What is gender anyway??

When I busted out of the womb in 1994, a doctor took a look at my genitals and assigned me female at birth. Now, for most of my life, this never bothered me. My parents weren’t super gender-oriented, so I was mostly allowed to express myself in whatever ways I wanted. This looked like a tomboy who would rather play video games than dolls. But I was also quite a loner. I never really associated with other kids… so naturally, I became the cool kid. Too cool to be bothered by drama and frivolous conversation.

In reality, I had anxiety, if you can imagine that! But that’s a blog post for another day. This one is about my experience figuring out who I am.

I never really subscribed to a binary gender system. Sure, when I was a little kid I thought there were boys and there were girls and that was that. I managed around these terms without much thought. I vehemently denied that I could possibly be gay because my hometown is very conservative. Fast forward to high school and everyone around me is in a relationship. I think something is wrong with me. People just think I’m cool. Not cute or huggable, just cool. A friend and nothing more. There were a few boys who showed an interest in me, but I just was not interested in them.

Looking back now, I much preferred when a certain girl in my music class would play with my hair and call me pretty.

Senior year of high school rolls around and I’ve decided I’m bisexual, in a very trans-exclusive kind of way because I don’t know any better. I don’t tell anyone. It’s just my secret. College rolls around and it’s a new place, an accepting place, so I start telling people. I’m a bisexual woman. I join the Students for Queer Advocacy and meet people I never could have dreamed existed. I learned about trans people, their battles and their triumphs.

The details are blurry, but by the end of college, I’m so out of touch with the gender binary, I start to believe it isn’t real. Gender is a fluid. Some people hang out in the masculine end, some on the feminine side, some in the middle, some bouncing all around the swimming pool of gender. Sexuality is the same. I stop telling people I’m bisexual. I’m a lesbian. I try that label on for a few years before I realize that’s not quite right either.

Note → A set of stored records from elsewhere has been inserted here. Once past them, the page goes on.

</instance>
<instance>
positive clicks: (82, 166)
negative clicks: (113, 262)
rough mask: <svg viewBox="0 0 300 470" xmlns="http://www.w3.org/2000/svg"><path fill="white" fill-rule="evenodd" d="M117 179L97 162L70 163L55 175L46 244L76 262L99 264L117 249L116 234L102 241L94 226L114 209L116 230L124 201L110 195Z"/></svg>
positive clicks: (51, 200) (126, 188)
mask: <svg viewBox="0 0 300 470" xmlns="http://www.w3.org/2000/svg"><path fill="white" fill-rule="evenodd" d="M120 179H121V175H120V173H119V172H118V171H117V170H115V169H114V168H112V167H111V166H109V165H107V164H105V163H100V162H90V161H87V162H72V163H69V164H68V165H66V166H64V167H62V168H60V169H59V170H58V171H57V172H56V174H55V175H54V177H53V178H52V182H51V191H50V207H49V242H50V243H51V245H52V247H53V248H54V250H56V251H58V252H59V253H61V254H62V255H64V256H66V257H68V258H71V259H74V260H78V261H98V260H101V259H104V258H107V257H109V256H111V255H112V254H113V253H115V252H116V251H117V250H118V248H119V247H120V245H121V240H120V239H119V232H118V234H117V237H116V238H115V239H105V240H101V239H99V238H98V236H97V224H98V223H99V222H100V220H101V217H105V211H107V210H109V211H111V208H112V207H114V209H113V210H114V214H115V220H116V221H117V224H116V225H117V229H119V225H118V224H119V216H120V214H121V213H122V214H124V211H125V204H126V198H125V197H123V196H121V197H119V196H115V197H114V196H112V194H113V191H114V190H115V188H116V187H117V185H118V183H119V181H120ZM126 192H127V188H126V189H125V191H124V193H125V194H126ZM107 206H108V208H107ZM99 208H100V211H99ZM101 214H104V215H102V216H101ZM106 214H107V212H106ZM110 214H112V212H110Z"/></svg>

So here I am today. Unlabeled by preference, but if I had to put words to it I’d say I’m a she/hers genderfluid pansexual leaning toward a preference for women. More importantly, I am what I am. It doesn’t matter what other people assume about me based on my appearance. Like, for example, I have tremendously large breasts. There is no escaping a world where people constantly assume I’m a woman. I can’t change other people, but I can change myself. The dysphoria is real, folx. One day I’ll have top surgery to get rid of these awful bags on my chest. Until then, I’ll allow people to call me a woman. You gotta pick your battles. I’ve been extremely fortunate to come from a family and group of friends who love me unconditionally, whether they understand my gender and sexuality or not. So being misgendered doesn’t bother me. I understand how jarring and insulting it is to other people in the trans community, but… I know who I am. I don’t care what other people assume.

One day, I will have the perfect androgynous body of my dreams. One that can snap back and forth from masculine to feminine and in between at will. The outside will match the inside. I’ll love and be loved by… someone? That part is still a mystery. Anyway, it’s one step at a time, one day at a time, one fight at a time.

Oh, yeah. A quick comment: I have a lot of cis-passing privilege. I think people assume I’m not straight because my hair is short and purple, so I’ve got that base covered. But yeah, most people assume I’m a woman, and I get a lot of privilege from that. No one tries to verbally or physically assault me in a public restroom. I haven’t been fired from a job because of my gender. I try to use this privilege to fight for our trans siblings out there. The world is hard enough. No one needs to get a hard time about using a public restroom.